ILANIT 2023

The Developmental Regulation of Bicuspid Aortic Valve as Marker to its Presentation in the Adult

Noga Reshef Idit Tessler Shoshi Shpitzen Dan Gilon Guy Kelman Ronen Durst
Cardiology, Hadassah Hebrew University, Israel

Bicuspid aortic valve (BAV) is the most common congenital heart malformation with a prevalence of 0.5-2% in the general population. BAV refers to the fusion of two out of the three leaflets that form the aortic valve, which affects blood flow hemodynamics. BAV has a complex heredity. Our hypothesis is that regulatory elements expressed in the developing heart contribute to the trait. Here we show computationally the possibility that specific combinations of variants contribute to malformation in regulatory elements and play part in BAV formation. Past studies show that variants inside regulatory sequences appear to additively affect the expression of target genes.

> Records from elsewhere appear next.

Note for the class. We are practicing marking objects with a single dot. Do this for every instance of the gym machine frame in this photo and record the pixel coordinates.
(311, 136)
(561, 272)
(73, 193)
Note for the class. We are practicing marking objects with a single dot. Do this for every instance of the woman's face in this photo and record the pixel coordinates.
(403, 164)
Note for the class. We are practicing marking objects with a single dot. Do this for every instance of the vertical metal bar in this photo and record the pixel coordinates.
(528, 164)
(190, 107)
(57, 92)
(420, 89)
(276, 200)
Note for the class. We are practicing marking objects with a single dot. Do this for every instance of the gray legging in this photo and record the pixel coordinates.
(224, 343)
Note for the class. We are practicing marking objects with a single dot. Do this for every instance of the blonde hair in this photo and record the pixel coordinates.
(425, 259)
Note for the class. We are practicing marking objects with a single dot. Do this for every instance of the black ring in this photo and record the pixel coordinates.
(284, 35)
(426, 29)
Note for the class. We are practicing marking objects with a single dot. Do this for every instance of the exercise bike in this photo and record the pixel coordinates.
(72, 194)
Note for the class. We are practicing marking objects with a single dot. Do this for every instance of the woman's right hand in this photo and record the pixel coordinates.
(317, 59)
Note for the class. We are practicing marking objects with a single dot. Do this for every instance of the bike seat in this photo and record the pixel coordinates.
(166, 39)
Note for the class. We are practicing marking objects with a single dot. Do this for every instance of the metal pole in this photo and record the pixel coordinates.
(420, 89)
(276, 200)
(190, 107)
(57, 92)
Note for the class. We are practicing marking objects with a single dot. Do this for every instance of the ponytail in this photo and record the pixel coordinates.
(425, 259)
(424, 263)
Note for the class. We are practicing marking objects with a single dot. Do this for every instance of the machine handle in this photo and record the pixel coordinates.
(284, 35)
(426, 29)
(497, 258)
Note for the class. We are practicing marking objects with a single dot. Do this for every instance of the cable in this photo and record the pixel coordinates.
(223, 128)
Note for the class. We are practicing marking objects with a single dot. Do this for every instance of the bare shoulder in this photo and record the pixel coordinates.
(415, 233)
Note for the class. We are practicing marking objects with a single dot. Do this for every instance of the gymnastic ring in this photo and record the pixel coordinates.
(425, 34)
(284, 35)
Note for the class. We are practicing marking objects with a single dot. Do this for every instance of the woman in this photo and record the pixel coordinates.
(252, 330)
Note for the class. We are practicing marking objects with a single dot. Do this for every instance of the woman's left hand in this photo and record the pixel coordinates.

Our data includes 480 BAV patients’ genome wide SNPs (OMNI-2.5). We focused on enhancers proven to be active during heart development (enhancer.lbl.gov). We prioritized a list based on the number of SNPs with MAF>0.3 inside enhancers. To further narrow down the list more restrictions were imposed such as the evolutionary stress. We analyzed the frequency of SNP combinations that may seemingly be working together. Using ‘apriori’ we listed the association rules in a representative 5kb enhancer, “mm18”, and found a robust association rule of 3 SNP’s that covers 35% of the cases . The enhancer “mm18” serves as a template for capturing “collaborating” variants. In the future we will work out a systematic plan to expand to greater genomic scales for full exploitation of this method’s potential. This also requires a larger cohort of BAV cases/controls. To this end a release of a 6,000-patient data-bank (BAVCon) is pending authorization.